In this story, he attempts to find an equitable way for a bird that cannot fly, but can hover to enter the Non-Flying Avian races, proves that the equine animals in another race are actually intelligent, and it's their jockeys that are dumb animals, catches a group cheating by lying about the gravity their animals live under, and, finally, aids in early diplomacy with beings from the Magellanic Clouds by telling how the Solterrans came to run Raceworld.

He gives a stirring defense of Earth, which he insists is not dead, for all it is lost:

"Terra is not dead!" he shouted into the white skullfaces. "Every civilized race in the galaxy knows Terra! The word Solterran is slang for fairness, for incorruptibility, all over the galaxy! Ask anywhere—ask in the Center, go to the Rim and ask things that hang by their tails—they know us. They joke about it—they don't understand it—but they play our game and they use her name! How can Terra be dead when mother fish in the seas teach their young about her?"

He caught his breath.

"There was nothing like Raceworld before we came. We—the Terran survivors—we thought of it, planned it, sold it to Gal Center. We're a good piece of their budget now. But with us it is for Terra. How can she be dead when birds that fly in freezing ammonia speak of Terra?"
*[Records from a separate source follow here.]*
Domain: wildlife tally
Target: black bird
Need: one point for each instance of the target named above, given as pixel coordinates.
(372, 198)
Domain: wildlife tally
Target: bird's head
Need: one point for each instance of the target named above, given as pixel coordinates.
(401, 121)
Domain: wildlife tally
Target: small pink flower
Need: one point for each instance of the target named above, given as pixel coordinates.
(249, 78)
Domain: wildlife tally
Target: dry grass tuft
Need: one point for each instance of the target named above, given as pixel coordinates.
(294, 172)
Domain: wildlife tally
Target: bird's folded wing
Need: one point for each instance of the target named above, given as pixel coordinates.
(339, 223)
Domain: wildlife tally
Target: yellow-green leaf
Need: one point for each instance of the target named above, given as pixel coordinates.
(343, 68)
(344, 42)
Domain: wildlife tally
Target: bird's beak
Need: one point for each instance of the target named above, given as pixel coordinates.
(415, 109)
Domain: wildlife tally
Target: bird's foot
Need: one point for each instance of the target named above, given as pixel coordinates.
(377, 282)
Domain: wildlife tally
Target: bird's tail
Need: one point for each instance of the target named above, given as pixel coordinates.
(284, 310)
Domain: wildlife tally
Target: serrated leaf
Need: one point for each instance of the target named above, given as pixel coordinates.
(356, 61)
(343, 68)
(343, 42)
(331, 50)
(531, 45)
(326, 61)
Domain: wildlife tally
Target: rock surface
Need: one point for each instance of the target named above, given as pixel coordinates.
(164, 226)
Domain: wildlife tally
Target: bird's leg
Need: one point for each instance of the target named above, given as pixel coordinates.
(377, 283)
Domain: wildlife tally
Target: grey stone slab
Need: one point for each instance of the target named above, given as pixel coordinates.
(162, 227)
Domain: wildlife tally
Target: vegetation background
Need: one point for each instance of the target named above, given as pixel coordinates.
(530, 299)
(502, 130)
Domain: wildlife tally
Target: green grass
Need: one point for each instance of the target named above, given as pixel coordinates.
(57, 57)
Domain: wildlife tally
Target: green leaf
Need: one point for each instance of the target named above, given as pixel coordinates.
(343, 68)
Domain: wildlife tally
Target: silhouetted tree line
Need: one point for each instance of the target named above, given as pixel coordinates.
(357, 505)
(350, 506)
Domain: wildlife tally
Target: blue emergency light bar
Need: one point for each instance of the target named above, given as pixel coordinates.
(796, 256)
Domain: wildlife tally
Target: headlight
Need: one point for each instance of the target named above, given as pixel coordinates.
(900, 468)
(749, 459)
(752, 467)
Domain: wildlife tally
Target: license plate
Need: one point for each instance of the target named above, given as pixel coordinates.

Something about this story really feels like classic scifi, with its myriad alien species engaging in human-like pursuits and interacting in human-like ways. It feels traditional even for 1969. The device of overlooking the alienness of the characters was used in Fritz Leiber's Later Than You Think in 1950, for example, where it serves as a twist ending--though not the only twist in that story. Still, it's enjoyable.